The countermeasures that organizations can implement to achieve end-to-end protection throughout the data journey include not only data encryption, but also audits. Data audits help profile an organization’s data and assess its impact on performance and profits to determine the level of security measures that should be put in place. Organizations should also introduce intrusion detection systems to pinpoint external threats that are targeting their data.
From a user access point of view, it is crucial for organizations to introduce strong authentication mechanisms and access controls to ensure that only authorized users have access to. It is also important to apply version control across the entire system for greater visibility on who is making what changes to the data.

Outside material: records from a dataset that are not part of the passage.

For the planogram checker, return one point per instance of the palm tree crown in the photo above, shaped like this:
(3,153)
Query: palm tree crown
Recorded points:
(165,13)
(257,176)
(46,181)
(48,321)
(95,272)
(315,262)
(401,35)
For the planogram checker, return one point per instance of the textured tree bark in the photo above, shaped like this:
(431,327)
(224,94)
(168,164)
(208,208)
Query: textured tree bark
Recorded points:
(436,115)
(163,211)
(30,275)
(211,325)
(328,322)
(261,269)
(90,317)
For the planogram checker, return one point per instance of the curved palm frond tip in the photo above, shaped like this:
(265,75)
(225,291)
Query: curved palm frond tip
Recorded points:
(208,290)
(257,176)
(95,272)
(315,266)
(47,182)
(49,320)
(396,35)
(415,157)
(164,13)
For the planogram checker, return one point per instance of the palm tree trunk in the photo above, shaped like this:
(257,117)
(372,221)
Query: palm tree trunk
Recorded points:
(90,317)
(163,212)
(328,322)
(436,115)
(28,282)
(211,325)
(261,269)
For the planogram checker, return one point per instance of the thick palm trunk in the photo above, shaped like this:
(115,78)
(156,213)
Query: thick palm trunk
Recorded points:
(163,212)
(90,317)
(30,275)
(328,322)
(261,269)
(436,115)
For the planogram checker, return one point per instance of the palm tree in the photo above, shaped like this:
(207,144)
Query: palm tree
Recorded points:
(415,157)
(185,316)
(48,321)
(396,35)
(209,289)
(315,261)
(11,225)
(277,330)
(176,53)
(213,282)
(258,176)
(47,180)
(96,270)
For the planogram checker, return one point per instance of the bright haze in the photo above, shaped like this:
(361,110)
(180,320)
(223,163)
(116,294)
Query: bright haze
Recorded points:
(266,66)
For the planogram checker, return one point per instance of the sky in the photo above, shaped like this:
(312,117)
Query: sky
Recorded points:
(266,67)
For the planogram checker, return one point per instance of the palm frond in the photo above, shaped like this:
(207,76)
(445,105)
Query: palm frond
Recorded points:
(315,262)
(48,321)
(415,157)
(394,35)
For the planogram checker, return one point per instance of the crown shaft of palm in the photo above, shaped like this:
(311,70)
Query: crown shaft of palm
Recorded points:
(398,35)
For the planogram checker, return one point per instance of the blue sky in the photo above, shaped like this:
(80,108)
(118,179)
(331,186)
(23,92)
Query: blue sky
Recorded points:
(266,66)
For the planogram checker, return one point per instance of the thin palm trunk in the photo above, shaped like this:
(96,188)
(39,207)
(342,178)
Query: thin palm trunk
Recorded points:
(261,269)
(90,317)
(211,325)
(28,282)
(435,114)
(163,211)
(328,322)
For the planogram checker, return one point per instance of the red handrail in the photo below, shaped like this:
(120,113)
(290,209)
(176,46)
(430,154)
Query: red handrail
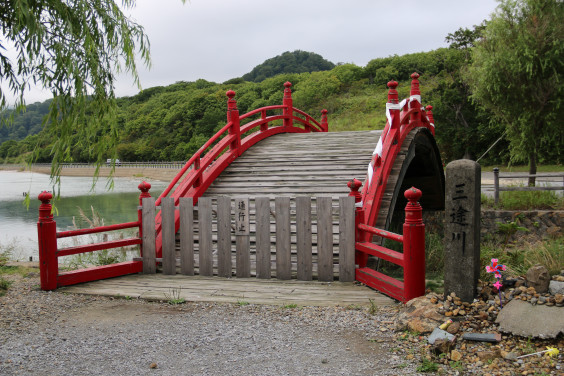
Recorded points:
(204,166)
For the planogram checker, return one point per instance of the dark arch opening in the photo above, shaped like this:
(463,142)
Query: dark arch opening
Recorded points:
(422,168)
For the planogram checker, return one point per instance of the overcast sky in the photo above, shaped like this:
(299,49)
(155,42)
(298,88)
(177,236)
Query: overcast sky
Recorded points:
(222,39)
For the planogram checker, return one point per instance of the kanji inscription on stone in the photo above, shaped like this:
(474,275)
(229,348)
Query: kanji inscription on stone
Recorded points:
(241,216)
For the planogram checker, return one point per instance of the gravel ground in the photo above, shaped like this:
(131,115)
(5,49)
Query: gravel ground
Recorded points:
(51,333)
(55,333)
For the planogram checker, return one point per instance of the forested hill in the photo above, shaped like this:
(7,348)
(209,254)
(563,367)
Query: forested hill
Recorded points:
(26,123)
(172,122)
(289,62)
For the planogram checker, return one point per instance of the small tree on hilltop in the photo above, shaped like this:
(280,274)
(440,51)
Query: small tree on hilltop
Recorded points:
(517,71)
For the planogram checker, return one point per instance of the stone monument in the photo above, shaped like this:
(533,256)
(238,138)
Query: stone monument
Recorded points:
(462,229)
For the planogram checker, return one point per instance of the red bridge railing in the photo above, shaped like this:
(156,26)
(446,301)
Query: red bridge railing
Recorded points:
(49,251)
(230,142)
(402,119)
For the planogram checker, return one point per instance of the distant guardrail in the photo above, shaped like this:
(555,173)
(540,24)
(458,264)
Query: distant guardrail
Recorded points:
(498,188)
(170,165)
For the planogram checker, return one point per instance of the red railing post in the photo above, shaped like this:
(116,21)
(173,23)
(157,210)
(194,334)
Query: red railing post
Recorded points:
(413,246)
(144,187)
(429,109)
(233,117)
(361,258)
(324,123)
(47,239)
(288,104)
(415,97)
(196,167)
(263,126)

Digital signatures in emails can also go a long way in ensuring data integrity by guaranteeing that there is no deniability on the part of a sender or recipient when it comes to the transmission of the data set.
As the world becomes increasingly connected with the advent of 5G networks and proliferation of IoT devices, data generation will grow by leaps and bounds. What this means is that the impact of a data manipulation attack can have serious repercussions on digital transformation or smart city initiatives. As such, it is paramount for organizations to prepare against this new strain of attacks while it is still in the nascent stages of deployment.